The plaintiff is a grower and packer of Connecticut valley shade tobacco known as type 61a. On May 9, 1939, the defendant made an assessment upon the plaintiff for the payment of contributions in respect to the wages paid by it to the persons employed by it in the warehouses where the tobacco was packed. The plaintiff appealed. The act under which demand was made (General Statutes, 1939 Supplement, § 1334e) exempts agricultural labor from the operation of the act. The precise question raised by this appeal is whether the wages in question were paid to employees engaged in processing and packing the tobacco “as an incident to ordinary farming operations as distinguished from manufacturing or com *134 mercial operations,” under a regulation promulgated by the administrator pursuant to the act.

The general set-up is described, the pertinent statutes are cited, the- controlling regulation of the administrator is quoted and many of the relevant cases are discussed in the recent case of H. Duys & Co., Inc. v. Tone, 125 Conn. 300, 5 Atl. (2d) 23. That case decided that the regulation is constitutional and the exercise of a valid delegation of legislative power and that a conclusion that it is not within the purview of the act was erroneous (page 312), but that as Duys & Company was not a grower but packed the tobacco grown by others through the labor of its own employees for a commission and expenses, it was not within the exemption. The plaintiff in the case at bar directed its efforts to distinguishing its situation from that case in that it grows its own tobacco and packs it in its own warehouses through the labor of its own employees.

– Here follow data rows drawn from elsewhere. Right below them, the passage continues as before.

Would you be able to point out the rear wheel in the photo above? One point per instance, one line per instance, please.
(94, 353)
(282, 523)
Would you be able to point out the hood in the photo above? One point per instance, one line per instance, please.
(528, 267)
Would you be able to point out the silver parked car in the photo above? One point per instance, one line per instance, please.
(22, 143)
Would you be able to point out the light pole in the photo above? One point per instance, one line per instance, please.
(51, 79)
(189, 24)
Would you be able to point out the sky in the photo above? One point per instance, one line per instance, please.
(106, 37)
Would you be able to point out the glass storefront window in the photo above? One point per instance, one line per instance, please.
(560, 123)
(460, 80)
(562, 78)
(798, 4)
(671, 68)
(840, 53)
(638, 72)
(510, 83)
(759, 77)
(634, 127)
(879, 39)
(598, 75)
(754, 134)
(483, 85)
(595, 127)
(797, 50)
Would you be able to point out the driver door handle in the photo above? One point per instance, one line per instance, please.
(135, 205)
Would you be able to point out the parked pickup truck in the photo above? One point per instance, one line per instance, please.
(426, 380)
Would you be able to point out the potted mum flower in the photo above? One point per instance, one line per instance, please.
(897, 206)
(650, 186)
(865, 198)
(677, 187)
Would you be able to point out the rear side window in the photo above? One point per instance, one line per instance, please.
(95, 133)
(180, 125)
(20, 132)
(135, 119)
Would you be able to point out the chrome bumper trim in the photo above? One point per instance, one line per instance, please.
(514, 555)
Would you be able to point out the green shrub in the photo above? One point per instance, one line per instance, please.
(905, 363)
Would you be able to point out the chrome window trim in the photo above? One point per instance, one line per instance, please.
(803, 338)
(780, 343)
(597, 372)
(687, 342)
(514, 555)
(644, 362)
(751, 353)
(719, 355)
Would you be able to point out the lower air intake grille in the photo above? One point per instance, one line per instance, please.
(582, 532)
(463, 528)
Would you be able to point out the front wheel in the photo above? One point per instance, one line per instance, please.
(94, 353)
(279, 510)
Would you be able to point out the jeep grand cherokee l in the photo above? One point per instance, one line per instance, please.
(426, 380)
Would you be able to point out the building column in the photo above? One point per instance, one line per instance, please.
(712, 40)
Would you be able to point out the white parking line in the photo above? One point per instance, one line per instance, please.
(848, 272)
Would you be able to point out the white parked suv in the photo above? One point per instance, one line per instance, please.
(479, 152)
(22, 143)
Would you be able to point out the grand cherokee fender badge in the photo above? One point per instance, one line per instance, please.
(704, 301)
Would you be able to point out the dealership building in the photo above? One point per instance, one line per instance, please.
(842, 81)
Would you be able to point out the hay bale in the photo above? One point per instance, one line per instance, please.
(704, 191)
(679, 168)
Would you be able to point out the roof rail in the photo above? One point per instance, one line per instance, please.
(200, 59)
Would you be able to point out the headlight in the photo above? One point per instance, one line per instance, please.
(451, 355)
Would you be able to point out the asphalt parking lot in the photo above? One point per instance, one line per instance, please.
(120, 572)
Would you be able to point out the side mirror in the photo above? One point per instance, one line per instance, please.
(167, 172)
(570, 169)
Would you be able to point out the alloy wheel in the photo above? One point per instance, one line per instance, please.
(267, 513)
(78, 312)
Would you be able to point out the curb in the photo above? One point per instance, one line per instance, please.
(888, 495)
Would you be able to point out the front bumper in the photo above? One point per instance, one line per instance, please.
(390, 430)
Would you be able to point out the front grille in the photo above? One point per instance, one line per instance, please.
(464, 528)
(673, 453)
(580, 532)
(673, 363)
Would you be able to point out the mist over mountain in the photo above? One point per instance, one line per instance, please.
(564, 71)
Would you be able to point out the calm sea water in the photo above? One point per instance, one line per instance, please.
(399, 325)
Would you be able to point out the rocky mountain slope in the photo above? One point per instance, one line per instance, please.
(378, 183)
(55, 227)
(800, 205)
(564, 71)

In order to bring out this distinction and its effect, this case was tried at length and a very detailed finding was made. Repeating as little as possible of the description of the general situation in the Duys case, the finding may be summarized as follows: The plaintiff is a Delaware corporation producing shade grown tobacco in Massachusetts, Connecticut, Georgia and Florida. ' This case is concerned only with its operations in Connecticut. . It there grows and packs over a thousand acres of tobacco annually. The number of employees varies with the season and at times reaches two thousand. The production and preparation' for market of Connecticut valley shade grown tobacco is a complicated, intricate and unique process, costing approximately $800 per acre. It includes the preparation of the seed beds, the preparation and fertilization of the soil where the plant will grow, the *135 construction of the shade tent, the transplanting of the plants from the seed bed to the field, the cultivation of the plants and the harvesting of the leaves. After the leaves are harvested they are hung in specially constructed tobacco sheds for curing. It is admitted that all of these operations involve agricultural labor and are exempt under the statute.

After the leaves have been cured in the sheds, they are carried to the warehouses where they are laid in large piles, each containing about two tons of tobacco, where they are bulk sweated. This occurs through chemical changes in the leaves themselves with no mechanical or chemical assistance except for an occasional turning of the pile. The leaves are then moistened sufficiently to permit handling and are sorted for color, texture and soundness. Each grade is then separated into sizes and packed into cases containing about two hundred pounds each. These cases are placed in the mulling room where temperature and relative humidity are controlled for the purpose of drying out the moisture applied during the sorting and sizing process and the tobacco is allowed to ferment slowly. When the mulling is complete the tobacco is baled in a hand press. It remains in the bale for four weeks and is then, for the first time, ready for market. The various steps involved in preparing the tobacco for sale are necessary steps in one continuous operation, which must be entirely completed for the tobacco to be marketable.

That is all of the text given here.